The Future of Personalized Learning
By: Student Correspondent
Norma and Vivienne Ming envision a future world of education in which technology can respond to each student’s personal learning process. The technology the Mings are developing would allow teachers to know when their student are not understanding the material, as well as forcing students to learn for their own interest, rather than striving to achieve a certain grade. Students would attend class wearing a small microphone that would record their classroom interactions, and then analyze their understanding of the taught subject matter. Norma has used her background in teaching and psychology to establish what children are lacking in their education.
“Working with [high school students] got me to realize that I really need to learn more about how teaching works,” Norma said. “That inspired me to pursue my Ph.D in continuative psychology with the goal of teaching teachers how to teach better.”
Vivienne Ming has implemented her knowledge of neuroscience to incorporate the cognitive responses of students, and consequently study how students learn most effectively.
“My research is on brains and how they learn from their experience in the natural world,” Vivienne said.
Norma and Vivienne Ming’s goal to improve the education system quickly snowballed, especially after they began collaborate their ideas and insights. The two founded Socos, an educational technology and data mining company that effectively ‘grades’ students on performance based on their desire to strive for information and apply what they learn to their daily lives.
This technology is unique because it focuses on how the students learn. As the students develop, the technology develops with them. Artificial Intelligence systems (AI) are being tested at the University of Phoenix as well as in kindergarten classrooms.
“We can build an AI, without it being an AI,” Vivienne said. “Instead of it just being an expert system AI in biology, it becomes a machine learning intelligence about how students think about biology. This allows students to truly understand and master an idea.”
The Mings despise standardized testing- something with which we as students can empathize with. The idea that a student’s college admissions relies solely on exams that are so objective seem to be counterproductive. Studying for a test such as the SAT forces students to trap their brain into thinking in a specific way, which discourages students like us from being innovative and thinking outside of the box. The Mings’ idea, in theory, will eliminate the need to take any standardized tests, and instead will encourage students to break boundaries and discover unknowns.
“People who succeed from traditional system of learning are the people who are very good at following the rules,” Norma said. “Throughout their time in school they have been forced, literally, to check the right boxes in order to achieve success.
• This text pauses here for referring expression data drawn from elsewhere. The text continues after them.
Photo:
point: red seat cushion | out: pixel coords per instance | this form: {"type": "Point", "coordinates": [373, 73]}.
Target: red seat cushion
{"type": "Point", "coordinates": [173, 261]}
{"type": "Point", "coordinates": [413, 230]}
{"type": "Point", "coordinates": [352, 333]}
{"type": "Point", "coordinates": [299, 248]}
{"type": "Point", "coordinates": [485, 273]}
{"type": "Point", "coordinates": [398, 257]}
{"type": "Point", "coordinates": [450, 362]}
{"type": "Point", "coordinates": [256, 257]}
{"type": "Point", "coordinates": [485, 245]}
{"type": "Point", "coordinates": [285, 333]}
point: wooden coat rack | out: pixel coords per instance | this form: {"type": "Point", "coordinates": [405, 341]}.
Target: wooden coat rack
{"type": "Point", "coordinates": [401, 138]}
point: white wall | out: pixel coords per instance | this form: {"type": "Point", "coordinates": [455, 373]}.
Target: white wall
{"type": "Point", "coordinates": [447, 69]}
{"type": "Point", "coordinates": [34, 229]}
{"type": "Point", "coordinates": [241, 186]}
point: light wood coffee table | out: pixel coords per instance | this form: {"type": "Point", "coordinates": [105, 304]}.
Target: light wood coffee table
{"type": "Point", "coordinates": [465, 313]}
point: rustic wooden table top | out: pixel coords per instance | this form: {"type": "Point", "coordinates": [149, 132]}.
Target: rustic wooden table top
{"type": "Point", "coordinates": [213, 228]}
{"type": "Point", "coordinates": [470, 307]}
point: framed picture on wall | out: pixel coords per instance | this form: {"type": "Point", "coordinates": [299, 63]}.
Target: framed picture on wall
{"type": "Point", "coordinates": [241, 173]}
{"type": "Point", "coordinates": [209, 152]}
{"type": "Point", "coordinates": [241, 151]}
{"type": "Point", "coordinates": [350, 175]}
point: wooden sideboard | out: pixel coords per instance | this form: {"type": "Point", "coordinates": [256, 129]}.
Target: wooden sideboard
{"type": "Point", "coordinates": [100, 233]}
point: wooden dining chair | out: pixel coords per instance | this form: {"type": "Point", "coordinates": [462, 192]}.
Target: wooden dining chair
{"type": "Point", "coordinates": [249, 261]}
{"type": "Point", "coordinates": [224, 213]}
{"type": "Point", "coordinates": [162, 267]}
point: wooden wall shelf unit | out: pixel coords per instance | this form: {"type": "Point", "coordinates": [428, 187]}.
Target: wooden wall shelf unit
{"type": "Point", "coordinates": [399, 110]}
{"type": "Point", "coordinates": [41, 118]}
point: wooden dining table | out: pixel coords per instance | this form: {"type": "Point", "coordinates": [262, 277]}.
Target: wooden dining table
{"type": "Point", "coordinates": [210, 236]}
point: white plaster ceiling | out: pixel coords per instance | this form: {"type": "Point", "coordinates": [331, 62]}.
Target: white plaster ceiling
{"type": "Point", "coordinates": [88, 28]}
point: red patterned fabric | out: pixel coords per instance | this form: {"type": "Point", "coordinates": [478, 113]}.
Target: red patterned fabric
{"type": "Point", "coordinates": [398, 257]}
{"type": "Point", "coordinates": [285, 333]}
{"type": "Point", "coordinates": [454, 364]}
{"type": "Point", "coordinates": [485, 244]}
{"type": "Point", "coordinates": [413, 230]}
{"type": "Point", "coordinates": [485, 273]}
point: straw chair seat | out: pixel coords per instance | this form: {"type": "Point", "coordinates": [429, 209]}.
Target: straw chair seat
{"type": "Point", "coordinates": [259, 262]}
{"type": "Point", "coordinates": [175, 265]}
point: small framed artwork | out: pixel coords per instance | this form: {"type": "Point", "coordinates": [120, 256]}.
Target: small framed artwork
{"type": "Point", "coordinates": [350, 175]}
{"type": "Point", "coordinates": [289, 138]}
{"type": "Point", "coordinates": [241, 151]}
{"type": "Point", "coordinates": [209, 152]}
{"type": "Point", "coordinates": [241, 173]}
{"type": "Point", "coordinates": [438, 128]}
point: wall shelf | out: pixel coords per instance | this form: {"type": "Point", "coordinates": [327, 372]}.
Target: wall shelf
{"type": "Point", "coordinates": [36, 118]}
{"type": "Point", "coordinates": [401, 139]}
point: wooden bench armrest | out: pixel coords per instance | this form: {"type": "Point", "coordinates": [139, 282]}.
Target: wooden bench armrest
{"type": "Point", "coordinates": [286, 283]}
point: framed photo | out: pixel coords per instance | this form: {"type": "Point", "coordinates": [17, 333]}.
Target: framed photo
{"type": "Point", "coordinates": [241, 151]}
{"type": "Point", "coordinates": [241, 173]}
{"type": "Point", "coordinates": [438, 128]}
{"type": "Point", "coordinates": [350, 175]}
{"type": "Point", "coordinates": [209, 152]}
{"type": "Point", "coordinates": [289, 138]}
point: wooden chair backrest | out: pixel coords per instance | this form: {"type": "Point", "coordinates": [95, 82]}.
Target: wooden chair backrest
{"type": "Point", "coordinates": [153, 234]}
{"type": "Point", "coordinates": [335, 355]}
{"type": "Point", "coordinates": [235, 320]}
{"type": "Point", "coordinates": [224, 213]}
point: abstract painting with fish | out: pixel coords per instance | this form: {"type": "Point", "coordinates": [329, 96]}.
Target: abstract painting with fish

And by doing that they have been robbed of the opportunity to motivate themselves, to self assess, and to figure out what their own path should be.
This statement could not describe our thoughts more perfectly. As high school juniors, standardized testing is an imposing force on our future education. We drag our feet as we study for a test in which we do not approve, rather than spending our time and energy focusing on things that actually appeal to our interest. The Mings’ technology provides an alternate form of education that allows students to strive to discover rather than to learn to take a test.
“In a test culture, the test takers win,” Norma said. “But we know from years of research that test takers don’t win. It’s the learners who win.”